It takes its values in ${[0,1]}$ and ${1}$ is achieved when ${\mu}$ and ${\nu}$ have disjoint supports.

Theorem 1 (Alternative expressions) For every ${\mu,\nu\in\mathcal{P}}$ we have

$d_{TV}(\mu,\nu) =\frac{1}{2}\sup_{f:E\rightarrow[-1,1]}\left|\int\!f\,d\mu-\int\!f\,d\nu\right| =\frac{1}{2}\sum_{x\in E}|\mu(x)-\nu(x)|$

Moreover, the supremum in the original definition of ${d_{TV}}$ is achieved for the set

$A_*=\{x\in E:\mu(x)\geq\nu(x)\}$

while the supremum in the functional expression of ${d_{TV}}$ is achieved for

$f=\mathbf{1}_{A_*}-\mathbf{1}_{A_*^c}.$

Proof: The second equality follows from the inequality

$\left|\int\!f\,d\mu-\int\!f\,d\nu\right| \leq \sum_{x\in E}|f(x)||\mu(x)-\nu(x)| \leq \sup_{x\in E}|f(x)|\sum_{x\in E}|\mu(x)-\nu(x)|$

which is saturated for ${f=\mathbf{1}_{A_*}-\mathbf{1}_{A_*^c}}$. For the first equality, we write

$|\mu(A)-\nu(A)| =\frac{1}{2}\left|\int\!f_A\,d\mu-\int\,f_A\,d\nu\right|$

where ${f=\mathbf{1}_A-\mathbf{1}_{A^c}}$, which gives

$|\mu(A)-\nu(A)| \leq \sup_{f:E\rightarrow[-1,1]}\left|\int\!f\,d\mu-\int\!f\,d\nu\right| = \frac{1}{2}\sum_{x\in E}|\mu(x)-\nu(x)|$

which is saturated for ${A=A_*}$ since

$2|\mu(A_*)-\nu(A_*)|=\sum_{x\in A_*}|\mu(x)-\nu(x)|+\sum_{x\in A_*^c}|\mu(x)-\nu(x)|.$

$\Box$

Theorem 2 (Equivalent criteria for convergence in law) Let ${(X_n)_{n\in\mathbb{N}}}$ be a sequence of random variables on ${E}$ and let ${\mu_n}$ be the law of ${X_n}$. For any ${\mu}$ in ${\mathcal{P}}$, the following properties are equivalent:

1. ${(X_n)_{n\in\mathbb{N}}}$ converges in law to ${\mu}$
2. ${\lim_{n\rightarrow\infty}\int\!f\,d\mu_n=\int\!f\,d\mu}$ for all bounded ${f:E\rightarrow\mathbb{R}}$
3. ${\lim_{n\rightarrow\infty}\mu_n(x)=\mu(x)}$ for all ${x\in E}$
4. ${\lim_{n\rightarrow\infty}d_{TV}(\mu_n,\mu)=0}$

Proof: To deduce 1. from 4. it suffices to use the functional variational expression of ${d_{TV}}$. The properties 1. and 2. are equivalent since every ${f:E\rightarrow\mathbb{R}}$ is continuous for the discrete topology.
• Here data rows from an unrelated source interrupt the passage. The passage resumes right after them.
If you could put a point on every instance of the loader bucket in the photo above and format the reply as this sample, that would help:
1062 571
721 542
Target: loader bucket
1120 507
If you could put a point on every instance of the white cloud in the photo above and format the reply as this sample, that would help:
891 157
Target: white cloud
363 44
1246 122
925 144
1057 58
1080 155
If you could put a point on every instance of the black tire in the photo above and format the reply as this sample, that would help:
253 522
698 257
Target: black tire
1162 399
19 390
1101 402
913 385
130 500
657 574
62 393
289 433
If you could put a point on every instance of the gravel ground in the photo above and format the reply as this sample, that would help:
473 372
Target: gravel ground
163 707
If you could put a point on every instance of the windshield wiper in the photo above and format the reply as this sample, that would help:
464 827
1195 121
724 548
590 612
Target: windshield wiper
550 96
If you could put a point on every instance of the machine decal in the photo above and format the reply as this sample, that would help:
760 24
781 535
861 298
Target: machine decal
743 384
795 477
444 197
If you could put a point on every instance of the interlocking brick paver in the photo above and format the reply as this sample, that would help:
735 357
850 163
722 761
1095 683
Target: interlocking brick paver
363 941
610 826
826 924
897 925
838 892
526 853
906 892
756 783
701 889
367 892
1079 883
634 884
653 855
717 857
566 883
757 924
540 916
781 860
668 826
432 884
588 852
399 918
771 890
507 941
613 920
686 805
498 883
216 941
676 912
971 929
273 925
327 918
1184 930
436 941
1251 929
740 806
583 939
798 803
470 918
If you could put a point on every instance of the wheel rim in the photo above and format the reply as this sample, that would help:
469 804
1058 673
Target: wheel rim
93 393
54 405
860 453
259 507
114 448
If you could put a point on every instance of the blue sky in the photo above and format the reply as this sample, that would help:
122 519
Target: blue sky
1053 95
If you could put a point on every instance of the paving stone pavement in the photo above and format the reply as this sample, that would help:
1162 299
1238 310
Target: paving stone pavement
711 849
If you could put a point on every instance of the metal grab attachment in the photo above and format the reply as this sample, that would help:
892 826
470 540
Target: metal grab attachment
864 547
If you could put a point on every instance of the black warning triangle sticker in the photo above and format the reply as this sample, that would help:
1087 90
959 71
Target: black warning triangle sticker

To deduce 3. from 2. one can take ${f=\mathbf{1}_{\{x\}}}$. To deduce 4. from 3. we start by observing that for an arbitrary ${A\subset E}$,

$\sum_{x\in E}|\mu_n(x)-\mu(x)| =\sum_{x\in A}|\mu_n(x)-\mu(x)| +\sum_{x\in A^c}|\mu_n(x)-\mu(x)|.$

Thanks to 3. for every ${\varepsilon’>0}$ there exists an integer ${N=N(A,\varepsilon’)}$ such that the first term of the right hand side is bounded above by ${\mathrm{card}(A)\varepsilon’}$ for all ${n\geq N}$. For the second term of the right hand side, we write

$\sum_{x\in A^c}|\mu_n(x)-\mu(x)| \leq \sum_{x\in A^c}\mu_n(x)+\sum_{x\in A^c}\mu(x).$

Since we have

$\sum_{x\in A^c}\mu_n(x) =\sum_{x\in A}\mu(x)-\sum_{x\in A}\mu_n(x)+\sum_{x\in A^c}\mu(x)$

we obtain

$\sum_{x\in A^c}|\mu_n(x)-\mu(x)| \leq \sum_{x\in A}|\mu_n(x)-\mu(x)|+2\sum_{x\in A^c}\mu(x).$

Since ${\nu\in\mathcal{P}}$, for any ${\varepsilon”>0}$, we can select ${A}$ finite such that ${\mu(A^c)\leq\varepsilon”}$.$\Box$

Theorem 3 (Yet another expression and the extremal case) For every ${\mu,\nu\in\mathcal{P}}$ we have

$d_{TV}(\mu,\nu)=1-\sum_{x\in E}(\mu(x)\wedge\nu(x)).$

In particular, ${d_{TV}(\mu,\nu)=1}$ if and only if ${\mu}$ and ${\nu}$ have disjoint supports.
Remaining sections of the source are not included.